🤖 AI Summary
In dense, cluttered environments, conventional model-based navigation fails for high-speed quadrotors (7 m/s) due to sensor noise, error accumulation, and processing latency. To address this, we propose a vision transformer (ViT)-based end-to-end obstacle avoidance control framework that directly maps depth images to low-level control commands. This work introduces ViT to end-to-end visual navigation for the first time, integrating a recursive mechanism to enhance temporal modeling and generalization. We adopt high-fidelity simulation pretraining followed by real-world transfer.

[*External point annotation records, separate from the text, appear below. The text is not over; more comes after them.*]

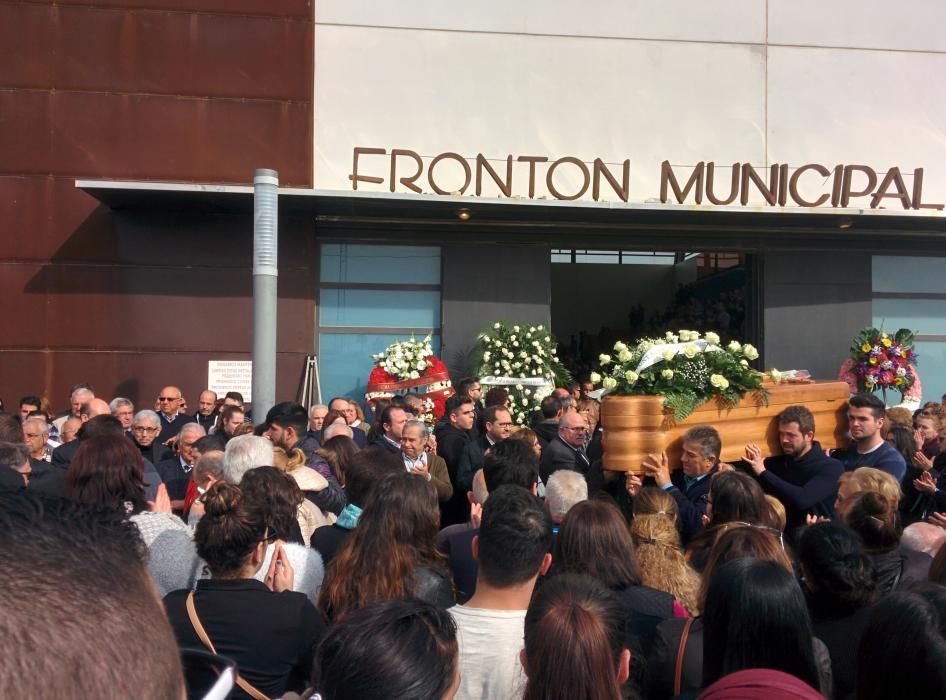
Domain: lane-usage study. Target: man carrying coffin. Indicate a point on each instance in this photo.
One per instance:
(803, 477)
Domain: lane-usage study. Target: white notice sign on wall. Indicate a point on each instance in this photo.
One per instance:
(231, 375)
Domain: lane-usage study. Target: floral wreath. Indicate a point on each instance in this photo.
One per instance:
(523, 360)
(881, 361)
(410, 365)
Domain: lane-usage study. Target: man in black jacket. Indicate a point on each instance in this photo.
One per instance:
(497, 425)
(393, 419)
(803, 477)
(689, 485)
(547, 429)
(452, 439)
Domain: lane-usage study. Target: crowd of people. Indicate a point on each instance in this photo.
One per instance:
(312, 553)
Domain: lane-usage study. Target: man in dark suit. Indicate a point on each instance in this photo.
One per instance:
(63, 454)
(393, 419)
(567, 451)
(689, 485)
(346, 407)
(497, 425)
(175, 471)
(547, 428)
(207, 413)
(452, 439)
(172, 420)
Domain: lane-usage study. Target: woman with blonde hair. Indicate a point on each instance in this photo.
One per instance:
(309, 481)
(866, 479)
(662, 564)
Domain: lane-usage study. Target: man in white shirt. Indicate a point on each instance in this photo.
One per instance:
(513, 551)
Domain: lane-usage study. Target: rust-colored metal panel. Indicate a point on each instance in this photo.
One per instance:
(39, 214)
(26, 139)
(25, 308)
(155, 52)
(153, 137)
(298, 9)
(153, 308)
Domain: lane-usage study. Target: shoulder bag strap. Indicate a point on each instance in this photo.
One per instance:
(681, 653)
(248, 688)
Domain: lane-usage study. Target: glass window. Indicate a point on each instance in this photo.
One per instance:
(379, 264)
(922, 316)
(909, 274)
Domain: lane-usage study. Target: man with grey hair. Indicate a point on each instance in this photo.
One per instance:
(18, 470)
(567, 451)
(243, 453)
(175, 471)
(35, 435)
(69, 430)
(417, 461)
(330, 431)
(124, 410)
(564, 489)
(145, 428)
(317, 415)
(689, 485)
(81, 394)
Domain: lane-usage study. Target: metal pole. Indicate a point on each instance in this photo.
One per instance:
(265, 273)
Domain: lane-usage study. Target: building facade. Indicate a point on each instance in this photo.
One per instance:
(447, 165)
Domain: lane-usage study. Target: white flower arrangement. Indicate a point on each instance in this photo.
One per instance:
(523, 360)
(685, 368)
(405, 359)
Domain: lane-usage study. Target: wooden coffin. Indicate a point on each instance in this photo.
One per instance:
(635, 426)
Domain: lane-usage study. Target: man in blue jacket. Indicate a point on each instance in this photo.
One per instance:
(689, 486)
(803, 477)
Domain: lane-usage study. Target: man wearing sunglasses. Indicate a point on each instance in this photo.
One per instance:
(172, 420)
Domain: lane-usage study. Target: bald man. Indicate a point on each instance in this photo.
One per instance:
(169, 410)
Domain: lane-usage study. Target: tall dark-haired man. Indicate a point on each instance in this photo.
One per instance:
(497, 426)
(866, 415)
(547, 428)
(512, 548)
(803, 477)
(452, 439)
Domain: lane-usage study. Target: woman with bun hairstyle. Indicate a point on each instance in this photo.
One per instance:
(874, 519)
(574, 642)
(269, 630)
(839, 586)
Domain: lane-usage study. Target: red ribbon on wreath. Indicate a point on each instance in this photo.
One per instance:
(433, 383)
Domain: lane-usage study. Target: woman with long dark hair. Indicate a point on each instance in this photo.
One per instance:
(389, 650)
(876, 522)
(734, 497)
(391, 553)
(594, 540)
(902, 652)
(574, 642)
(108, 471)
(269, 630)
(675, 662)
(755, 617)
(839, 588)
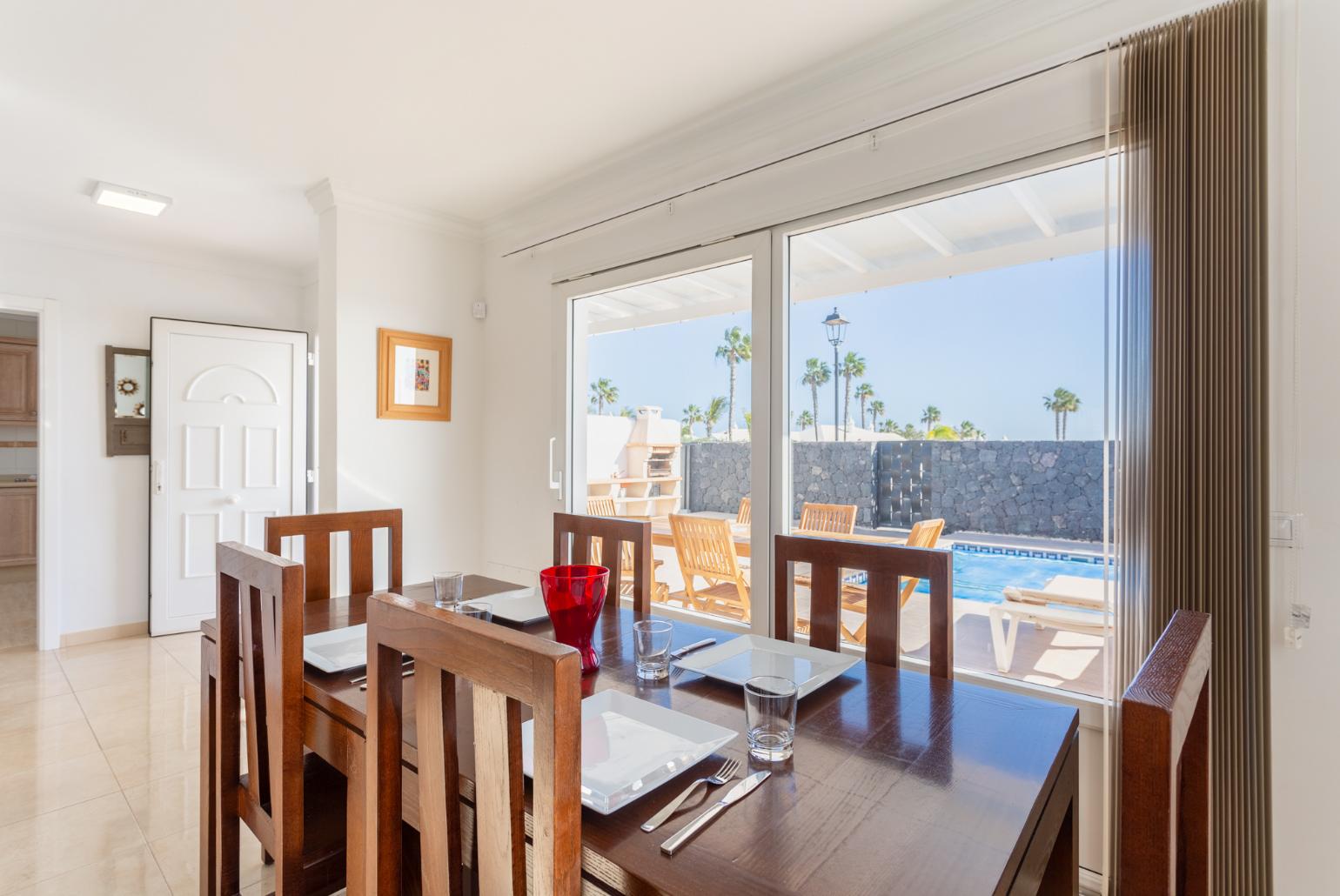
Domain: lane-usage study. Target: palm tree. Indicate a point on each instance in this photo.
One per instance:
(851, 366)
(863, 394)
(930, 417)
(806, 421)
(603, 391)
(716, 407)
(816, 374)
(1072, 406)
(1059, 405)
(692, 414)
(736, 349)
(876, 410)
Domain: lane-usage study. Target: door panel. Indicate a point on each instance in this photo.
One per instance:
(230, 442)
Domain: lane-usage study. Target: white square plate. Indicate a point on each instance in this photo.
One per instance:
(337, 650)
(742, 658)
(630, 747)
(520, 605)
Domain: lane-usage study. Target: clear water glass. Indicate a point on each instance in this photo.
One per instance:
(771, 717)
(480, 610)
(448, 590)
(652, 640)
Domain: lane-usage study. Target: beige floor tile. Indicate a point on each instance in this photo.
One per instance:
(166, 806)
(131, 873)
(54, 786)
(141, 724)
(52, 844)
(39, 714)
(99, 672)
(22, 750)
(158, 757)
(168, 685)
(178, 858)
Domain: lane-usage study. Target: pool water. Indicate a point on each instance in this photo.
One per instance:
(982, 576)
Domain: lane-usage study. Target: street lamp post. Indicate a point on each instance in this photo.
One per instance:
(836, 332)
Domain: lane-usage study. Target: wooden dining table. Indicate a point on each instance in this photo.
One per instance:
(900, 784)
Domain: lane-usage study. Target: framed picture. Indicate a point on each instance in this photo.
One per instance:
(413, 377)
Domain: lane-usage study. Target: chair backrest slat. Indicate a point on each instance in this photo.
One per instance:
(1166, 764)
(883, 565)
(315, 529)
(573, 544)
(506, 669)
(839, 518)
(260, 615)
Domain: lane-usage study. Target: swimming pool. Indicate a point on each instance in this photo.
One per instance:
(982, 575)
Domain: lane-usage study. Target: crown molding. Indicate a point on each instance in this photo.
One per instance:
(891, 77)
(184, 260)
(332, 195)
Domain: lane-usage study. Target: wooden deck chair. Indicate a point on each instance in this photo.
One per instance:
(839, 518)
(746, 509)
(707, 550)
(605, 506)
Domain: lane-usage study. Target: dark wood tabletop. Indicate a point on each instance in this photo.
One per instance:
(901, 782)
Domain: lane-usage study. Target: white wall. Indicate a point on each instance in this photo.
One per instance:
(392, 272)
(107, 299)
(1305, 284)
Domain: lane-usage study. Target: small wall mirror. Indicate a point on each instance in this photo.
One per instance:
(128, 401)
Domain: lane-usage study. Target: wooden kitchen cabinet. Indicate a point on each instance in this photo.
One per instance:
(17, 381)
(17, 525)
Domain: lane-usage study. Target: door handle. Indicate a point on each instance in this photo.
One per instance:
(555, 476)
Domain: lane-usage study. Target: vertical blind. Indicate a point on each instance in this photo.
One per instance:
(1191, 384)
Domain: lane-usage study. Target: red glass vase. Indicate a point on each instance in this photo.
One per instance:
(573, 596)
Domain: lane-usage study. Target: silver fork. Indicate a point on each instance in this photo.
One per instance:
(725, 774)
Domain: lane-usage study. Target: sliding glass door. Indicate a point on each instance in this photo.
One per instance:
(664, 406)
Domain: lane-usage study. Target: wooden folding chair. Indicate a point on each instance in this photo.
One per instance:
(1166, 829)
(828, 518)
(883, 567)
(291, 799)
(506, 669)
(575, 541)
(315, 529)
(707, 548)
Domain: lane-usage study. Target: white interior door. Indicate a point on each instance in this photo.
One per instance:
(228, 417)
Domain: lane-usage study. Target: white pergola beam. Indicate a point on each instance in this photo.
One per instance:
(839, 251)
(1032, 203)
(928, 232)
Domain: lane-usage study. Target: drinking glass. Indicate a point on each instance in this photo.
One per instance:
(448, 590)
(771, 717)
(573, 596)
(652, 647)
(480, 610)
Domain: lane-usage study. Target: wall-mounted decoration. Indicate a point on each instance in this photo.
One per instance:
(128, 401)
(413, 377)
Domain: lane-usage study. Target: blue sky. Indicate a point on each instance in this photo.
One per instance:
(982, 347)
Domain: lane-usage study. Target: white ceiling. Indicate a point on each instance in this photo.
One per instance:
(235, 109)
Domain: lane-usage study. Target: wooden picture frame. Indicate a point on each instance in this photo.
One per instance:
(406, 366)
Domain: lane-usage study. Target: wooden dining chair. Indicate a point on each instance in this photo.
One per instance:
(883, 567)
(828, 518)
(506, 669)
(1166, 765)
(292, 801)
(742, 514)
(605, 506)
(707, 550)
(582, 538)
(315, 529)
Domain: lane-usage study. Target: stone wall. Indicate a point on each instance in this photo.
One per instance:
(1051, 489)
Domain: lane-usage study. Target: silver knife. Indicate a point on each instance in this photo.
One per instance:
(685, 652)
(736, 794)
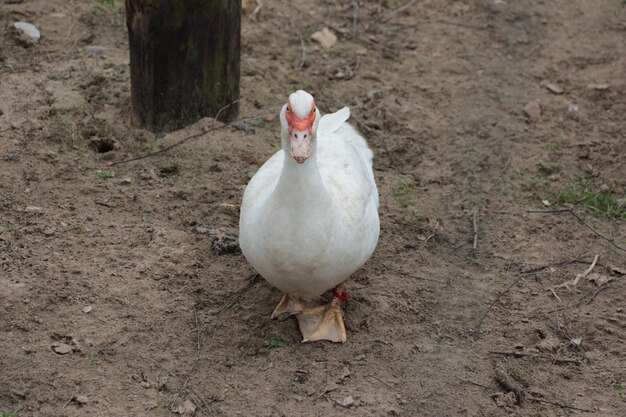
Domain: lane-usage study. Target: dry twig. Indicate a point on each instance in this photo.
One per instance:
(536, 355)
(193, 367)
(578, 276)
(526, 273)
(475, 227)
(398, 10)
(580, 219)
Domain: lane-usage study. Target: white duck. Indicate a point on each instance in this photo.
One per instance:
(309, 216)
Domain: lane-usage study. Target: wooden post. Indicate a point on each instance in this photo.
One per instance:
(184, 60)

Experiments demonstrate stable 7 m/s obstacle avoidance in both simulation and physical deployment—outperforming CNN, U-Net, and recurrent baselines in success rate, robustness, and real-time performance. The method exhibits superior environmental generalization, reduced energy consumption, and enhanced robustness, overcoming key limitations of modular approaches in high-speed navigation scenarios.
📝 Abstract
We demonstrate the capabilities of an attention-based end-to-end approach for high-speed vision-based quadrotor obstacle avoidance in dense, cluttered environments, with comparison to various state-of-the-art learning architectures. Quadrotor unmanned aerial vehicles (UAVs) have tremendous maneuverability when flown fast; however, as flight speed increases, traditional model-based approaches to navigation via independent perception, mapping, planning, and control modules breaks down due to increased sensor noise, compounding errors, and increased processing latency. Thus, learning-based, end-to-end vision-to-control networks have shown to have great potential for online control of these fast robots through cluttered environments. We train and compare convolutional, U-Net, and recurrent architectures against vision transformer (ViT) models for depth image-to-control in high-fidelity simulation, observing that ViT models are more effective than others as quadrotor speeds increase and in generalization to unseen environments, while the addition of recurrence further improves performance while reducing quadrotor energy cost across all tested flight speeds. We assess performance at speeds of up to 7m/s in simulation and hardware. To the best of our knowledge, this is the first work to utilize vision transformers for end-to-end vision-based quadrotor control.